Corbanese U, Possamai C
Servizio di Anestesia e Rianimazione, Ospedale Civile Santa Maria dei Battuti, Conegliano, Treviso.
Minerva Anestesiol. 1995 May;61(5):191-9.
To evaluate the effectiveness of two cardiac output measurement methods based on a modified Fick equation, that calculate the O2 consumption (VO2) dividing the CO2 production (VCO2) by a fixed respiratory quotient (RQ).
Comparative study.
One 5 beds general intensive care unit in a 500 beds general hospital.
Ten mechanically ventilated critically ill patients requiring the right heart catheterization. The mean age was 65.5 years and the mean APACHE II score at admission was 24.
The cardiac output was measured using two modified Fick methods.
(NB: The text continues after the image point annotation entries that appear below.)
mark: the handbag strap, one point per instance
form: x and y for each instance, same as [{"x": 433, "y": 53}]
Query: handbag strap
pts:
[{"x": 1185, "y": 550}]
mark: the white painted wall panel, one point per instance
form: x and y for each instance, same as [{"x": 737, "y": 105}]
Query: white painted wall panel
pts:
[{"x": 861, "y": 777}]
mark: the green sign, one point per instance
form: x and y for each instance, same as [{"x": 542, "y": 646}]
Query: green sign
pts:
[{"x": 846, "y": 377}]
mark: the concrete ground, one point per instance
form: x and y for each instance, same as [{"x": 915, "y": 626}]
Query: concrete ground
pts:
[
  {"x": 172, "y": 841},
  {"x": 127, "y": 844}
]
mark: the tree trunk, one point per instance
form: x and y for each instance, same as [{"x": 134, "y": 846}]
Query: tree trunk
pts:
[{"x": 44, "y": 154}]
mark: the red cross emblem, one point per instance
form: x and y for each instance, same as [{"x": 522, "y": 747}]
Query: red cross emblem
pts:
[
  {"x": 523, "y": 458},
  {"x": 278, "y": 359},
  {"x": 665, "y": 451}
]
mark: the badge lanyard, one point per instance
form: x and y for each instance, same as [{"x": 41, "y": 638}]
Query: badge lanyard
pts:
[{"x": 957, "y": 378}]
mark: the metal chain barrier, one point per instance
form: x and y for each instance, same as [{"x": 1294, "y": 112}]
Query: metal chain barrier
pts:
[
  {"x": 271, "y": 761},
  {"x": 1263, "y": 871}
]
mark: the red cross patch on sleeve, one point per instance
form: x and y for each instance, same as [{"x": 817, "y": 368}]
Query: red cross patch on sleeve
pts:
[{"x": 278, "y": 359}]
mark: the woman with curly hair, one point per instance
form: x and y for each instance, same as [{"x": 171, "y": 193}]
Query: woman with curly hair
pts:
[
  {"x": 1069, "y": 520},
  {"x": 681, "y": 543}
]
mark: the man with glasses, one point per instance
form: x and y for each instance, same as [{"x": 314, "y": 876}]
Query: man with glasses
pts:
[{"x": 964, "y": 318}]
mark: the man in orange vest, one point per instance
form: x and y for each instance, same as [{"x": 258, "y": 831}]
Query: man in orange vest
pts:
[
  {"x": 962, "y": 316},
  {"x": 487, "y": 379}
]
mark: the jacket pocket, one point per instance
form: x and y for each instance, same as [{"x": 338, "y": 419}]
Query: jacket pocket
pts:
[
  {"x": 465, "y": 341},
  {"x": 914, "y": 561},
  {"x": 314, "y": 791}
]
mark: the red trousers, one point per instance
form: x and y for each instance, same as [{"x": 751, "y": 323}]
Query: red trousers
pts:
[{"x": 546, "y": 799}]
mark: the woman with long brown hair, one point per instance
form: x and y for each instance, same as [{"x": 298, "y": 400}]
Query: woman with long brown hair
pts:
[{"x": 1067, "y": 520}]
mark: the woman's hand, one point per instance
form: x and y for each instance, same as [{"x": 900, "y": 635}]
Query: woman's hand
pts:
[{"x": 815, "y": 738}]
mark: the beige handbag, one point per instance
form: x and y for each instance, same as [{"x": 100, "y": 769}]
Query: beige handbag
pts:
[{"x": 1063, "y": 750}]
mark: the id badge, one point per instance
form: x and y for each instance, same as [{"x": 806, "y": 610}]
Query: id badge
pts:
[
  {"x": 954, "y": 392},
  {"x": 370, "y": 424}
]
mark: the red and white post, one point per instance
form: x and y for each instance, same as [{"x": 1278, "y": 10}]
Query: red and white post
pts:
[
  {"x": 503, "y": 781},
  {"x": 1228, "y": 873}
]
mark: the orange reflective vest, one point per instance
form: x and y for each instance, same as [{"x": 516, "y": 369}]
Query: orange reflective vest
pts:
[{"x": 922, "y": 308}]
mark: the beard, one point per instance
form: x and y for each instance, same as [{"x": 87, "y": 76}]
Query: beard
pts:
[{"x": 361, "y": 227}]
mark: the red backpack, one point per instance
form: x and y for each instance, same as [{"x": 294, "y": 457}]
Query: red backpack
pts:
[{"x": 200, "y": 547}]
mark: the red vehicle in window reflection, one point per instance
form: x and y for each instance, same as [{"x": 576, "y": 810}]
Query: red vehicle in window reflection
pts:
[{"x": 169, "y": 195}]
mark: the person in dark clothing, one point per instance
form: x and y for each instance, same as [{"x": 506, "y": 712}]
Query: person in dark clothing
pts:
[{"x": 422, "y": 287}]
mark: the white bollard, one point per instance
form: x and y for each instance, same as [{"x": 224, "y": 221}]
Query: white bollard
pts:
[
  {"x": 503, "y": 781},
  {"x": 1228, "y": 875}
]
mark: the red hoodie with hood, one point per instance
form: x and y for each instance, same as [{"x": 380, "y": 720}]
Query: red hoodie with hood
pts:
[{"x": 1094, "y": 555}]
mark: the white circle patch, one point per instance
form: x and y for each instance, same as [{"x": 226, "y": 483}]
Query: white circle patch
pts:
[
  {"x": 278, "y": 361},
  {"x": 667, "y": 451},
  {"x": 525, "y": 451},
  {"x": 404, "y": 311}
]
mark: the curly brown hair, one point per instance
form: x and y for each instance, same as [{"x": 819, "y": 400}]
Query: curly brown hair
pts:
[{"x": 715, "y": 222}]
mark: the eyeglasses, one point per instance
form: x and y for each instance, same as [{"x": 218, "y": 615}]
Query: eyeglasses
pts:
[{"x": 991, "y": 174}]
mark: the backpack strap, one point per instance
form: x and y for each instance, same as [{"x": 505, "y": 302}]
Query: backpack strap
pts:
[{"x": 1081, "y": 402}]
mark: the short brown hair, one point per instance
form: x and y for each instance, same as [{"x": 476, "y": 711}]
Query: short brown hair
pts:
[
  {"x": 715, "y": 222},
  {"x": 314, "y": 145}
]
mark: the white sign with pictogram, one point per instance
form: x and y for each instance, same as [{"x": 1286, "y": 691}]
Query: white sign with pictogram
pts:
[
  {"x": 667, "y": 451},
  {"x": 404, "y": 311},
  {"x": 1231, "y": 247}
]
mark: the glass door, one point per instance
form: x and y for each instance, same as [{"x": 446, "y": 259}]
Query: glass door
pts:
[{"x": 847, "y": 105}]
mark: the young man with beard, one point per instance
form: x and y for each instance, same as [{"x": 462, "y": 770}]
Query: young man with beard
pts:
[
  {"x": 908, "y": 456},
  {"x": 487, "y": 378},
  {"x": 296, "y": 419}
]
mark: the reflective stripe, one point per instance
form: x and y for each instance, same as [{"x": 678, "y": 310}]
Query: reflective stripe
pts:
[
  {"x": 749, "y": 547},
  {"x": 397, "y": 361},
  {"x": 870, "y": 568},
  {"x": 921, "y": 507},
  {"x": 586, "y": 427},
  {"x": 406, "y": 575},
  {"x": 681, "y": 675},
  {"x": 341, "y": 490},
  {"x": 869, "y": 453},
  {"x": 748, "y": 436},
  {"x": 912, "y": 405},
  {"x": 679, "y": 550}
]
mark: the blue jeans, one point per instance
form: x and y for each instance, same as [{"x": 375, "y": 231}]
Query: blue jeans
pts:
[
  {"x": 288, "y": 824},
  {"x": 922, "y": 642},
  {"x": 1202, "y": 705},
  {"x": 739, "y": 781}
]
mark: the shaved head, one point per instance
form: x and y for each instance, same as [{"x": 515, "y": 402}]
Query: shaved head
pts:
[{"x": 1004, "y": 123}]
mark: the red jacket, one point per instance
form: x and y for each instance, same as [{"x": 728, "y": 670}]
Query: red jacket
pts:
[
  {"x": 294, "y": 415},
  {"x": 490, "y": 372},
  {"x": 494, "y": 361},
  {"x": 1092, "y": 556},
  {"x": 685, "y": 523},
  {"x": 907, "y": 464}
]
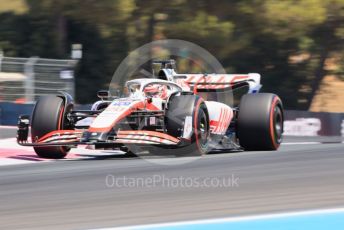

The VO2 was calculated dividing VCO2 by 0.9, while the arteriovenous O2 content difference was calculated using the mixed venous O2 content in the first method (COF), and the central venous O2 content in the second one (COFra). Moreover the cardiac output was measured with the thermodilution technique (COTD) as gold standard.
The mean difference between the COTD and COF determinations was 0.571 L +/- 1.81 L, with limits of agreement ranging from -3.057 to +4.200 L. The mean difference between the COTD and COFra determinations was -0.322 L +/- 2.05 L, with limits of agreement ranging from -4.430 to +3.785 L. Both differences were nonsignificant. The correlation coefficients with COTD were: COF determinations 0.72, COFra determinations 0.70. In the group of COFra determinations less than 7 L the mean difference between COTD and COFra was 0.495 L with limits of agreement ranging from +2.208 L to -1.218 L.
The correlation coefficients of the two modified Fick methods with COTD are good, and the mean differences between their results and the gold standard are small, but the low precision of both tested methods demonstrated by the very large limits of agreement, severely reduce the clinical reliability of the measurements. Only for the less than 7 L cardiac outputs the COFra limits of agreement with COTD are narrow enough, and in this range the technique can be useful e.g. revealing a low cardiac output.
评估基于修正菲克方程的两种心输出量测量方法的有效性,这两种方法通过将二氧化碳产生量(VCO2)除以固定呼吸商(RQ)来计算氧耗量(VO2)。
对比研究。
一家拥有500张床位的综合医院中的一个设有5张床位的普通重症监护病房。
10名需要进行右心导管插入术的机械通气重症患者。平均年龄为65.5岁,入院时平均急性生理学与慢性健康状况评分系统(APACHE II)评分为24分。
采用两种修正菲克方法测量心输出量。VO2通过将VCO2除以0.9来计算,而动脉血氧含量差在第一种方法(COF)中使用混合静脉血氧含量计算,在第二种方法(COFra)中使用中心静脉血氧含量计算。此外,以热稀释技术(COTD)测量的心输出量作为金标准。
COTD与COF测量结果之间的平均差值为0.571 L±1.81 L,一致性界限为-3.057至+4.200 L。COTD与COFra测量结果之间的平均差值为-0.322 L±2.05 L,一致性界限为-4.430至+3.785 L。两种差值均无统计学意义。与COTD的相关系数分别为:COF测量结果为0.72,COFra测量结果为0.70。在COFra测量结果小于7 L的组中,COTD与COFra之间的平均差值为0.495 L,一致性界限为+2.208 L至-1.218 L。
两种修正菲克方法与COTD的相关系数良好,其结果与金标准之间的平均差值较小,但两种测试方法的一致性界限非常大,表明精度较低,严重降低了测量的临床可靠性。仅对于心输出量小于7 L的情况,COFra与COTD的一致性界限足够窄,在此范围内该技术可能有用,例如用于揭示低心输出量。